The man typed his password into his computer, and a
n image of a house appeared on the wall behind Vince. Vince first strained his neck to turn and look at it and then turned himself around in his seat, sitting legs open with his arms on the back of the chair. “This is 132 Coolidge Ave, Short Hills, New Jersey. Inside is a very kind, very old man.” The man proceeded to the next picture. “Here I am sitting next to him on his couch.” In the picture was the old man — white hair, relaxed white shirt, and blue jeans — and this man dressed now in a navy blue suit with a white shirt and pastel paisley tie. The two were embraced and smiling. There was a collection of paperwork in front of them, and the old man had a pen in his hand.
“Who took the pictures?” Sham asked.
“That is none of your concern,” the man said before continuing. “A few months ago, he contacted an associate of mine. As it turns out, the man had considerable assets that were drastically underinsured. Here, I played the role of an insurance agent. I assessed his goods and issued a policy for the goods that covered him for not less than ten million dollars.”
“It’s a nice home — but not that nice,” Sham said.
“It’s not for the home,” the man said, clicking to the next picture. “Arthur Delacroix was a jeweler. Here is a collection of his favorite pieces. Most are modest, and it is the sheer number of necklaces, earrings, rings, and whatnot that allowed me to value his possessions in the millions. Others,” the man advanced again to a picture of a platinum ring with a three-carat blue diamond, “are themselves worth upwards of three million.” He advanced again, quicker, going through several different pictures of closets, credenzas, and chests and the rooms they were located in. “The pieces are placed throughout the house in four safes, themselves contained within these pieces of furniture.

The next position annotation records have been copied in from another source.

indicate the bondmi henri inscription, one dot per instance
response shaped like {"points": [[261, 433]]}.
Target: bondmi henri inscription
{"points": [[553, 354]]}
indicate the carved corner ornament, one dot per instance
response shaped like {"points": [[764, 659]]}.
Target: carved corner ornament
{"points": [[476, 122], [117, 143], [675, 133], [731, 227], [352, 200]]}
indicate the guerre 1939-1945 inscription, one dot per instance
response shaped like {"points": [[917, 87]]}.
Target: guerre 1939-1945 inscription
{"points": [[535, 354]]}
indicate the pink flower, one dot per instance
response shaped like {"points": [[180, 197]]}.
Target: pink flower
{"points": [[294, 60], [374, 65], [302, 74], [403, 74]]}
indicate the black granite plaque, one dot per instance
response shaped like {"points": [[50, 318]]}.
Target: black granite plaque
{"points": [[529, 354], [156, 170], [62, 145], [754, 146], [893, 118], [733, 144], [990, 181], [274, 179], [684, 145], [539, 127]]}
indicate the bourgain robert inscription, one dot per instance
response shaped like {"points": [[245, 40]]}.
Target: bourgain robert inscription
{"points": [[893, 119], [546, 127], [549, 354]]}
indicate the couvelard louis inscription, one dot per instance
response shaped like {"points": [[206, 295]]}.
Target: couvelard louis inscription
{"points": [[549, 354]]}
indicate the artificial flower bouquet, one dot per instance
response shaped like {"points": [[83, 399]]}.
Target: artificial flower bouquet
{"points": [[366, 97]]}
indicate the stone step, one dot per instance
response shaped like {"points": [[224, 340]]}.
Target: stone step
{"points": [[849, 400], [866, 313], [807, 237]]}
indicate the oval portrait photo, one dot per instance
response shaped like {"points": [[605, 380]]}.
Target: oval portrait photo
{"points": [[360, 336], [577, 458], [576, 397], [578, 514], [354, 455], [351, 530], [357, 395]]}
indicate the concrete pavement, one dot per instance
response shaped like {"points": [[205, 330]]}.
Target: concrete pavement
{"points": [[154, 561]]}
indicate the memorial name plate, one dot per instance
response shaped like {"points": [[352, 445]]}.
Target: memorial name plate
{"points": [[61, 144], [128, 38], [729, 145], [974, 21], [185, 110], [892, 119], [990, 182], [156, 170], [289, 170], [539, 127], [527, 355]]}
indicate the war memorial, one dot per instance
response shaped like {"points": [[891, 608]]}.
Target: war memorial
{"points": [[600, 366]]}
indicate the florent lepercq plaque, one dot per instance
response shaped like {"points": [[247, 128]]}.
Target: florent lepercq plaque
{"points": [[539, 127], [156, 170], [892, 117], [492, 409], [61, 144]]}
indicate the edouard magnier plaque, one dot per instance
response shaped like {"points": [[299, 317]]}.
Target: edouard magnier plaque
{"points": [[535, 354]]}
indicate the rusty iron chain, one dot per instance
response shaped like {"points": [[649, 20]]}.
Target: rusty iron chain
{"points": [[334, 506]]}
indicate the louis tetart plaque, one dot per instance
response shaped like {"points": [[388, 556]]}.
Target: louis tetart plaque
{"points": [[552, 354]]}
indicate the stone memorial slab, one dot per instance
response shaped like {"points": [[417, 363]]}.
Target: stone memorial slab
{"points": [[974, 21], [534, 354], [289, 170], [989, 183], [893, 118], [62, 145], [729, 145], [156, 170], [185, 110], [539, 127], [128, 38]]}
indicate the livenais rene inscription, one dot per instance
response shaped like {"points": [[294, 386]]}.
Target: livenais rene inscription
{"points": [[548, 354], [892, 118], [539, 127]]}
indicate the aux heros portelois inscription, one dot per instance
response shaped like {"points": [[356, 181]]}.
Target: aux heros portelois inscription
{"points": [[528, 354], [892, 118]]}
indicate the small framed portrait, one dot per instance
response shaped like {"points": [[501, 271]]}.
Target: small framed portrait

There is a red chest in the basement. There is a dark-brown credenza in his study. There is a wall safe behind this Matisse print in his bedroom. And finally, in the middle of his living room, is an antique leather chest with a safe.”
“Four safes, four criminals?” Reginald said.
“I’d say you were quick, Reggie, but that was obvious and why we hired you. So instead I’ll say you’re performing as expected,” the man said, not turning from his presentation. “I have brought with me today four duffle bags. Each has a GPS sewn into the lining and is empty except for a phone. There is a red for Sol, brown for Sham, black for Reggie, and blue for Vince. It could not be simpler. At 1:00 a.m. on Sunday morning, the phone will receive two texts. First is the password for the safe to which you have been assigned. The second is where you will exchange the duffle bag for your pay.”